Is Bon Iver the biggest local entertainment story ever?

Frank Smoot |

Volume One said “it’s unlikely there’s ever been [a local] entertainment story bigger than the story of Bon Iver.” Is it the biggest ever?

Well, “ever” is a long time. But of all our native sons and daughters, Bon Iver (Justin Vernon’s nom de chansonnier) might rank first on the “rocket to fame” scale, certainly one definition of a big entertainment story. Loved the concert (although I did tell Judge Barland it wouldn’t be loud; sorry, your Honor.) And I know Vernon is genuinely grateful and mystified about the year he’s had.

That said, native Eau Clairian Geoff Keezer has more albums (a dozen). Recorded with Diana Krall and Chick Corea. Played the Hollywood Bowl. Was offered a job by Miles Davis — and turned it down. Then there’s Grammy nominee, blues guitarist, and former Stones Throw owner James Solberg: raised in Eau Claire, collaborated for decades with Luther Allison, often played alongside John Lee Hooker and Jimmy Reed.

Waldemar Ager, surely our most famous writer, was an immigrant, not a native son. But at that time, a lot of Eau Claire folks were immigrants. His books have been in print longer than anyone reading this column has been alive, he shared a speaker’s platform with William Jennings Bryan, and he was knighted by the King of Norway.

Laila Robbins lived here several years and got a theater degree at UWEC. She’s been on Broadway 20 years and been in some 30 films and television shows, playing opposite Steve Martin, Tom Selleck, Robert De Niro. In the early ’90s, she starred on a primetime ABC drama, Gabriel’s Fire along with James Earl Jones.

But if I named a champ, I might name Ole Bull: friends with Edvard Grieg and Franz Liszt, stands as one of the great violinists in history. Statues of Bull grace Bergen, Norway, and Loring Park, Minneapolis. Concert halls and a U.S. State Park bear his name. Fifteen ocean liners and perhaps a thousand other vessels guided his seafaring funeral procession. The movie about his life is called The Titan, if that’s any indication.

To be fair, Bull’s Eau Claire connection is much more slender than Vernon’s. He married an Eau Claire native, Sara Thorp, they owned property for years within our fair city limits, and I’m sure he spent some uncomfortable Thanksgivings with the in-laws. He played here at least once, in October 1870. Humongous entertainment story. Huge.

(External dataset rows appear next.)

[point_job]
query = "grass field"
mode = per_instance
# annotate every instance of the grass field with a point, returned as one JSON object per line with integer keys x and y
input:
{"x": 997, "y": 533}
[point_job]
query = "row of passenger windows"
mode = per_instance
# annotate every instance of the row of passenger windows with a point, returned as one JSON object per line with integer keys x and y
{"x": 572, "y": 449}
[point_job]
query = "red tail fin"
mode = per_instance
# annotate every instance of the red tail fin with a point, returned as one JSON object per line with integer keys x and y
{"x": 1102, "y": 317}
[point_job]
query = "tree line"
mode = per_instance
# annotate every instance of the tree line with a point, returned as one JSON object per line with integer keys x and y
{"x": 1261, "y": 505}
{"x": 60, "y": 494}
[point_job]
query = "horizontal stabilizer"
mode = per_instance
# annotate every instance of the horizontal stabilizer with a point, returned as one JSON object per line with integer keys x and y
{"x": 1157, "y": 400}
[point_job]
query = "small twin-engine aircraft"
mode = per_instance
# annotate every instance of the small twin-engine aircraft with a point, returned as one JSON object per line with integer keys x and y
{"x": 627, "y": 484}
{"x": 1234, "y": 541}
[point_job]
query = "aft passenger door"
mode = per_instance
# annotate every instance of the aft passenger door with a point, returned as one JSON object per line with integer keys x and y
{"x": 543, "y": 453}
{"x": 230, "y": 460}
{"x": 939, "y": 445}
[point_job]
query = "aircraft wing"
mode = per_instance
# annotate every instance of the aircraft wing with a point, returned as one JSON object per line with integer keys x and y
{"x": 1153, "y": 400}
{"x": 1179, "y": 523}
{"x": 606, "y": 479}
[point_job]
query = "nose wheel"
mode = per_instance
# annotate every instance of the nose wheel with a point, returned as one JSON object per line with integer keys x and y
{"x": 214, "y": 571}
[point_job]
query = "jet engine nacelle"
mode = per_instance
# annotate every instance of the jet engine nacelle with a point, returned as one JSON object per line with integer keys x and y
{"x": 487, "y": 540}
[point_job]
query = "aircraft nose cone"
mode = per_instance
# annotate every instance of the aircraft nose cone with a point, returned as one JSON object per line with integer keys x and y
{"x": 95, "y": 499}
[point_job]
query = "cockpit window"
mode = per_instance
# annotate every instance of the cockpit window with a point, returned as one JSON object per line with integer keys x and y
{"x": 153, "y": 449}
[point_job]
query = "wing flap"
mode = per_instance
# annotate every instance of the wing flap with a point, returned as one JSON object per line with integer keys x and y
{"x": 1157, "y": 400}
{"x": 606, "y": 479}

But, while you’ll find the Bull name on Eau Claire land deeds, he was really a citizen of the world. He made one of his American homes the Knapp House (a future Governor’s mansion) in Madison; owned 11,000 acres in Pennsylvania — including four modest but entire towns; and owned a whole island off Norway, where he had his own castle. Let me repeat: His own castle on his own island. That’s like Johnny Depp or Elton John or John Lennon big.
    So, then, what’s the matrix between biggest and most local? Or between writer, actor, and musician? Or between David Letterman and the King of Norway? Who knows? These kinds of phrases are what historians call “marketing.”